Butina also asked him about the charges brought by the US authorities. She decided to answer her own question on her own at the beginning of the interview, saying that Bout "was thrown into American dungeons without trial or investigation simply because he is Russian." Booth, in turn, said that the accusations were unfair, since he is just a carrier, like a taxi driver.
“After all, there was nothing. I understand if I was really involved in some of these there … But even the judge said: sorry, I didn’t see anything at this trial, which Viktor is accused of, he is a normal businessman, and many businessmen do the same. He did nothing illegal, but since our conspiracy laws do not allow me. There was a carrier company that transported goods legally <Bout answers the question in the affirmative to Butina's question>. Well, how, because you take off from an international airport from the same Europe, where there is a police, a customs service, and you arrive at the same African airport, and the government service also receives the cargo that was sent to them. It's like we start now to catch all the taxi drivers and condemn that "you know you've transported turns out to be a drug dealer."

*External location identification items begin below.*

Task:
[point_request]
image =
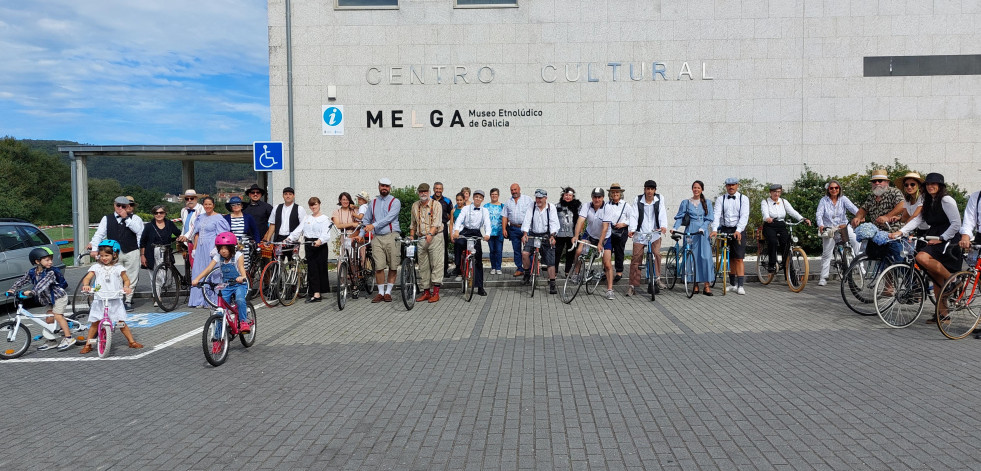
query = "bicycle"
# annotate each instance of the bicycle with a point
(795, 264)
(722, 259)
(408, 278)
(957, 296)
(222, 325)
(582, 272)
(17, 338)
(901, 288)
(679, 262)
(467, 270)
(168, 283)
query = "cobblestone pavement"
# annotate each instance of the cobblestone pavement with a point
(771, 380)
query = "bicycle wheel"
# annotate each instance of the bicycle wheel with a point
(899, 294)
(211, 295)
(671, 267)
(166, 287)
(14, 339)
(957, 296)
(651, 275)
(689, 267)
(249, 338)
(342, 284)
(269, 284)
(573, 281)
(762, 260)
(214, 340)
(858, 284)
(797, 270)
(534, 271)
(468, 280)
(105, 339)
(81, 301)
(407, 283)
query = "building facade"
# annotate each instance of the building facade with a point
(551, 93)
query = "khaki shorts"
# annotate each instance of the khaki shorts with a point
(385, 252)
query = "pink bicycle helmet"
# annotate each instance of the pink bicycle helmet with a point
(226, 238)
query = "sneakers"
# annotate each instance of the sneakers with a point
(66, 343)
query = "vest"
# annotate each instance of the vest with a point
(118, 232)
(294, 217)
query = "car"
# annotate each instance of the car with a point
(17, 238)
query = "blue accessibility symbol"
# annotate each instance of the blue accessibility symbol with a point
(267, 156)
(333, 116)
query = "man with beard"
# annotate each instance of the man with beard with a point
(382, 218)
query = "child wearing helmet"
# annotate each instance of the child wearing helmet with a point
(107, 275)
(232, 264)
(49, 287)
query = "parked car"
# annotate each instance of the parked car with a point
(17, 239)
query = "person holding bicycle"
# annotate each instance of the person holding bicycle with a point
(775, 211)
(541, 220)
(940, 257)
(427, 221)
(232, 264)
(647, 224)
(598, 221)
(49, 288)
(473, 221)
(731, 217)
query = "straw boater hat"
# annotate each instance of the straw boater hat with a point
(901, 180)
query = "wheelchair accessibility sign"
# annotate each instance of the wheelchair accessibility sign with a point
(333, 120)
(267, 156)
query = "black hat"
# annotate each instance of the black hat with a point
(256, 187)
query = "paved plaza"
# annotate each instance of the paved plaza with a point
(769, 380)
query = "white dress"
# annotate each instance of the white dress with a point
(107, 279)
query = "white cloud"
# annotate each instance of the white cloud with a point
(180, 64)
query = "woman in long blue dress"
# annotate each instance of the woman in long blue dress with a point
(699, 211)
(206, 227)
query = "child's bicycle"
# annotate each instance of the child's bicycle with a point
(222, 325)
(16, 338)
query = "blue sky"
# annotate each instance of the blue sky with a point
(135, 71)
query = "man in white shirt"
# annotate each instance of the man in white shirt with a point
(731, 217)
(648, 222)
(473, 221)
(541, 220)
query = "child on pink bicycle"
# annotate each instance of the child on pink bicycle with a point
(232, 265)
(108, 276)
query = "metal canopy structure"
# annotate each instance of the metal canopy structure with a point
(239, 153)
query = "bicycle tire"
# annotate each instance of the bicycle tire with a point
(690, 272)
(573, 281)
(468, 279)
(858, 284)
(902, 306)
(209, 292)
(762, 260)
(407, 283)
(342, 284)
(671, 267)
(168, 294)
(651, 276)
(104, 342)
(269, 284)
(797, 270)
(248, 339)
(958, 295)
(81, 301)
(21, 343)
(214, 340)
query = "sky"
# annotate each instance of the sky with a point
(135, 71)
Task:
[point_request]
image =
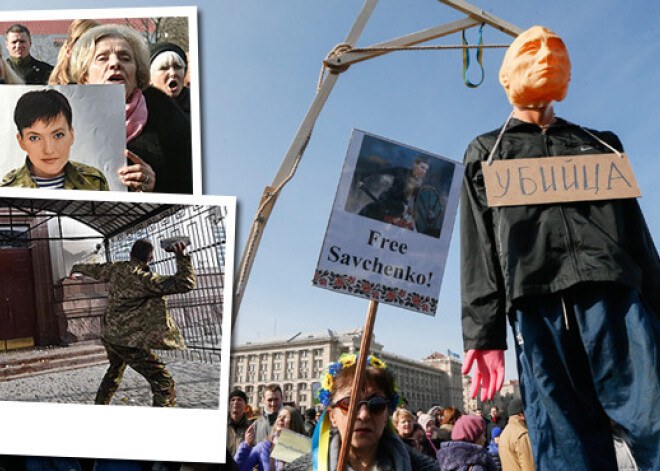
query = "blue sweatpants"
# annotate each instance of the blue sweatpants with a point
(587, 355)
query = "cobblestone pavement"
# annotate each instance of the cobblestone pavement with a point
(197, 386)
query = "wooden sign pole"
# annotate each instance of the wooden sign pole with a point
(287, 169)
(358, 384)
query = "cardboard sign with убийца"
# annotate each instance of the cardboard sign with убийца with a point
(514, 182)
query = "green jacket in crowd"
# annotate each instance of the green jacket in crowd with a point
(77, 176)
(31, 70)
(137, 314)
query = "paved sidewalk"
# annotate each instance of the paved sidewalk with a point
(197, 386)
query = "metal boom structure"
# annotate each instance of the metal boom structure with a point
(337, 62)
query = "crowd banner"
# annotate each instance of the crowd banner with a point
(388, 235)
(560, 179)
(290, 446)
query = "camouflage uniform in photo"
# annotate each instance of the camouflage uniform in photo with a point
(31, 70)
(137, 321)
(77, 176)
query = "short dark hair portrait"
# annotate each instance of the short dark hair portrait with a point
(44, 105)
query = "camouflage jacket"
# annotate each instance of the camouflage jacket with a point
(77, 177)
(137, 313)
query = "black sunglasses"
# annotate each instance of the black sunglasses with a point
(375, 405)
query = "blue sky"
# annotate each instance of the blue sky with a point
(260, 62)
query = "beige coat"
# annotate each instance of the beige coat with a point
(515, 447)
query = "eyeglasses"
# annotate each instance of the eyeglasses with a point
(375, 405)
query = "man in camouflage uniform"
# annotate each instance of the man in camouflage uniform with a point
(31, 70)
(137, 319)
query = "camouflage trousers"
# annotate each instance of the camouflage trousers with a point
(145, 362)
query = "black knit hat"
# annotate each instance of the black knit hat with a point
(238, 393)
(165, 46)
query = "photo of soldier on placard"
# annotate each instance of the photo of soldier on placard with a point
(400, 185)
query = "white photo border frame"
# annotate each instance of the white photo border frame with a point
(127, 432)
(189, 12)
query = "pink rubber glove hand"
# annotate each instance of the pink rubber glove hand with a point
(489, 372)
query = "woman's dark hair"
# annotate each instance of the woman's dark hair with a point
(41, 105)
(378, 378)
(296, 424)
(422, 445)
(142, 250)
(451, 415)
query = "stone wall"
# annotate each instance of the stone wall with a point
(79, 308)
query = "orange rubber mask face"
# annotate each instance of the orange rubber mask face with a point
(536, 69)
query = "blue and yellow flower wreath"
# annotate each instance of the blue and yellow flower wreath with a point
(321, 438)
(345, 361)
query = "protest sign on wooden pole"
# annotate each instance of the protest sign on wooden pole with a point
(358, 383)
(475, 16)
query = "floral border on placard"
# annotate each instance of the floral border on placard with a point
(375, 291)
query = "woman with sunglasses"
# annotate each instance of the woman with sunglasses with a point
(403, 422)
(374, 444)
(251, 454)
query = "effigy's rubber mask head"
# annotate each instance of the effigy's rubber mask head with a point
(536, 69)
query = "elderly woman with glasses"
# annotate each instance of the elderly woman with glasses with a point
(158, 135)
(374, 444)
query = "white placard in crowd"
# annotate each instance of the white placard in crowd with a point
(391, 222)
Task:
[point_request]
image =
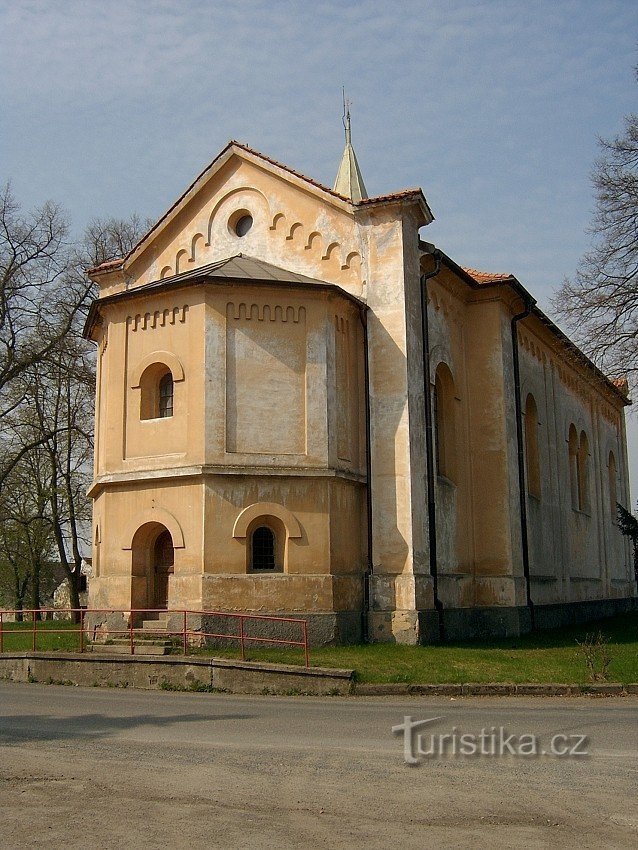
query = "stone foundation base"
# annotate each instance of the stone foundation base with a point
(481, 623)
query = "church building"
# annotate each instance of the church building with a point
(306, 409)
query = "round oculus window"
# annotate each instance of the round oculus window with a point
(243, 224)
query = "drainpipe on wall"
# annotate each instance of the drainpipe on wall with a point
(429, 438)
(369, 568)
(521, 456)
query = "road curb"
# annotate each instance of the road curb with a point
(496, 689)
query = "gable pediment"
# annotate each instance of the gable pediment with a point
(294, 223)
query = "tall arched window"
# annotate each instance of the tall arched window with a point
(572, 444)
(583, 472)
(613, 495)
(579, 469)
(533, 473)
(263, 548)
(156, 387)
(443, 413)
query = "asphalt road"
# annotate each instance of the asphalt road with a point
(83, 767)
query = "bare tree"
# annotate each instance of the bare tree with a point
(27, 543)
(55, 413)
(41, 297)
(600, 304)
(47, 380)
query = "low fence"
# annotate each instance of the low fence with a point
(88, 634)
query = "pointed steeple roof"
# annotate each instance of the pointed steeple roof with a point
(349, 182)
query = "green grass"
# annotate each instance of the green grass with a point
(550, 656)
(18, 637)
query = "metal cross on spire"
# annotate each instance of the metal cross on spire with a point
(349, 182)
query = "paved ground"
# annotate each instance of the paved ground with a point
(82, 767)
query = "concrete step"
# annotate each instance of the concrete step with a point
(155, 625)
(124, 649)
(145, 640)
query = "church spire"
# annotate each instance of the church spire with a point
(349, 182)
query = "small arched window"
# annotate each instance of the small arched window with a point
(156, 392)
(531, 448)
(166, 396)
(263, 548)
(613, 495)
(443, 414)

Marina, everything that happened to me is now happening to our country. I was probably the first, as in the laboratory. An experiment on one specific person. I have been sanctioned since 2000 – everything was hung up on me, transfers and companies were banned. I have been under sanctions for the last 22 years. You are the war that they started with me and my family, they slowly began to pull like a rubber band from 2014 on the whole country, on all Russian people.
Who is Viktor Bout and why he was tried in the USA
"Normal businessman" Viktor Bout, also known as the "arms baron" and "dealer in death", was engaged in the transportation of weapons in the early 90s in the United Arab Emirates, including delivering Russian fighter jets to Malaysia. Later began illegal arms trade in countries where international arms imports are subject to an international embargo, the media reported that Bout supplies weapons to the Taliban and al-Qaeda.
He was detained in 2008 in Bangkok on the basis of a warrant issued by a local court at the request of the United States. He was accused of illegally supplying weapons to the Revolutionary Armed Forces of Colombia group. In 2010, he was extradited to the United States. In April 2012, he was sentenced to 25 years in prison and fined $15 million.
In addition to the United States, France, Belgium and even Sierra Leone pursued Bout for the illegal arms trade. He has been under UN sanctions for the illegal arms trade since 2001. However, for some time this did not bother Bout, since the “honest businessman” had five passports for different names. In the arrest of Bout, which was carried out by the United States on charges of selling weapons to Colombian militants (analogous to the "forest brothers" in the North Caucasus), the Romanian, Danish and Dutch police also cooperated with the United States. World media, unlike Russian ones, describe Bout as a "dealer in death", contributing to the incitement of bloody conflicts. French journalist Jean-Michel Vernochet argues that the wars in Sierra Leone, Rwanda, Liberia, the Democratic Republic of the Congo, Angola and Sudan would not have had such a scale if Victor Bout had not supplied weapons to the warring parties.